By Steve McCord, Founder - February 02, 2016

I absolutely love building products and getting code into an end-user's hands. I find nothing more satisfying than gauging reactions from users (both positive and negative) so we can improve. Constantly looking for new and better ways to build products is very challenging...but isn't this what makes technology fun?

Have you ever thought about how technological advances shape our day-to-day life? Just think, 21 years ago, Sandra Bullock starred in The Net, a good snapshot of how we viewed the internet in 1995. I wanted to be Angela Bennett: she was a badass hacking criminal organizations and saving the world. She could even order pizza online!

Twenty-one years later, our job here is to think of a new way to build a modern-day data company and culture that lives and breathes a data mindset. It not only takes new and emerging tools to create a data company, but also employees with the right mindset. The cool thing about starting a company is that we are working to make the impossible happen and working with huge data sets. Helping artists is a huge challenge, and this organization is more than up to the task of building a great data company.

This is why one of the most frustrating questions I get from people is 'Are you an X shop?' as they try to figure out which language we're using. It's an outdated mentality these days to limit what you're trying to build to which language you're using. Twenty-one years ago, I might have drilled a screw into a wall to hang a picture using a screwdriver. Now? I can use a drill, plastic hook, or even double-sided tape. There are a wealth of options out there to use these days to tackle the same sorts of problems, and to ignore them is limiting what we can accomplish.
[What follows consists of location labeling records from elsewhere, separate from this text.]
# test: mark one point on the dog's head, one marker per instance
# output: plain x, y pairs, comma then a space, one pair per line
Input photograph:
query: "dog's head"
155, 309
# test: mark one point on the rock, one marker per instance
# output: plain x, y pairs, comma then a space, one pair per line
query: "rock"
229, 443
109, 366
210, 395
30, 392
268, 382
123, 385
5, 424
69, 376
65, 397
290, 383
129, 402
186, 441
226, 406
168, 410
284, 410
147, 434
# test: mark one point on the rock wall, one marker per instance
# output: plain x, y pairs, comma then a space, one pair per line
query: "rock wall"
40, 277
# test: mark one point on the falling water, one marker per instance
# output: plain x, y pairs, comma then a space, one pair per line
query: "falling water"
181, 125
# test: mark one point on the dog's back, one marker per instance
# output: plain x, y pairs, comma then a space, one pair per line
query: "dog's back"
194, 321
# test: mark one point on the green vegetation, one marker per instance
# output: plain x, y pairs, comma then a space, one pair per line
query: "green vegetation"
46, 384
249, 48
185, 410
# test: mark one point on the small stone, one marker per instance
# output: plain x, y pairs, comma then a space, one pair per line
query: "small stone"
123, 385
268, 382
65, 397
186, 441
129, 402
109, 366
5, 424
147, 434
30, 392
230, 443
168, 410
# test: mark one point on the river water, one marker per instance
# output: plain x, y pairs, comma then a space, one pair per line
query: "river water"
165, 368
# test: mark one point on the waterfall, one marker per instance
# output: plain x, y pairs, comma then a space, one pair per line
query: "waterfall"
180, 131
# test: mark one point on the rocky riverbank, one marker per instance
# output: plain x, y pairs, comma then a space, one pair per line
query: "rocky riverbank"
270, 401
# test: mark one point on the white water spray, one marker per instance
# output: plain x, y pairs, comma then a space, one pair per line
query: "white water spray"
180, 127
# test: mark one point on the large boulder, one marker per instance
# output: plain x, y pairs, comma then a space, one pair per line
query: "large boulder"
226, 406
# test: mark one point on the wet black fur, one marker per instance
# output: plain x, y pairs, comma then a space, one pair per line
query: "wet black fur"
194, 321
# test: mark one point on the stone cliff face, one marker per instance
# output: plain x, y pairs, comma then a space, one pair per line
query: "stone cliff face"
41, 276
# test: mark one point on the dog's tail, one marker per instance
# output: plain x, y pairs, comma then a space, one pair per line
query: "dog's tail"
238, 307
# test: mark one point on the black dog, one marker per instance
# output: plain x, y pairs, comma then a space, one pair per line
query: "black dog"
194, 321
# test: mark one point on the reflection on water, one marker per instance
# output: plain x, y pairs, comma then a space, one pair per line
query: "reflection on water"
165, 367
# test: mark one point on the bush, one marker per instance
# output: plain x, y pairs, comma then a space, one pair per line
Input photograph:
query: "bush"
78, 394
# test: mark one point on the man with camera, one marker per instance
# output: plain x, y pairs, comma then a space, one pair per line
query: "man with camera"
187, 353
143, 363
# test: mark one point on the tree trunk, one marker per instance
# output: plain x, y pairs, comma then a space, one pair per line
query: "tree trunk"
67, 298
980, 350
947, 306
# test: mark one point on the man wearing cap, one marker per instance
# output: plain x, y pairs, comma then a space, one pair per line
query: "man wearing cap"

This is also a problem for a lot of companies: they become too attached to a language or specific technology and get too scared to move away from a technology choice made years ago. Why? Because "we've always done it that way." It limits what the company can do, and buries the creativity to be able to build (and rebuild) things the right way. I strive to never be in this sort of frozen state, because it prevents advancement of the technology stack if there are new tools out there.

What we plan to do here is provide the freedom for our developers to come up with creative solutions to domain problems and always look to improve. We're building a mindset and culture based on using the best tools to succeed. We never want to limit ourselves or our customers from the opportunities out there, and will continue to push to use whatever resources we have available to build amazing products.

Something I say often is that "I am pretty sure I am going to make a wrong decision at some point." Not that I look forward to those moments or am trying to fail, but going with that mentality tells me that there are always ways to improve and plan for the future. I hope I never get to a point where I made a decision in the past that I can't re-evaluate and reconfigure. Look, if cellphones were prevalent back in 1995, Angela Bennett could have backed up all of her work on the cloud instead of mailing it in. She could have even taken a selfie with Jeremy Northam and reported him to the authorities instead of killing him with a fire extinguisher (spoiler alert).

OK, maybe not every improvement is good for us then.

But this mindset is one of the reasons we picked Clojure as our technology language. Maybe Rich Hickey was influenced by this movie more than we know, because he was looking for new ways to solve problems and focused on domains. In addition to my personal experience with it being successful as a language that promotes throughput, cleanliness, testability and maintainability, a key thing that often gets overlooked is that it forces technologists to focus on the domain problem at hand. Along that same line, Docker and Kubernetes are two technologies that help us keep environments consistent, orchestrate development environments and allow us to push code to production as frequently and safely as possible. These technologies accomplish all of that while allowing us to scale our microservices horizontally on demand.

However, these are just tools that we are using to accomplish our goals. I believe in these tools at this time, and our goal is to architect things to always have the ability to re-factor in the future. I very much expect that there are going to be better tools as we grow, and I really hope there are. When you have that mindset, anything is possible.

Hey, Angela Bennett could barely talk to another human being in 1995, but maybe if she had Tinder her life would be much different. Think about it. Use the tools you're given.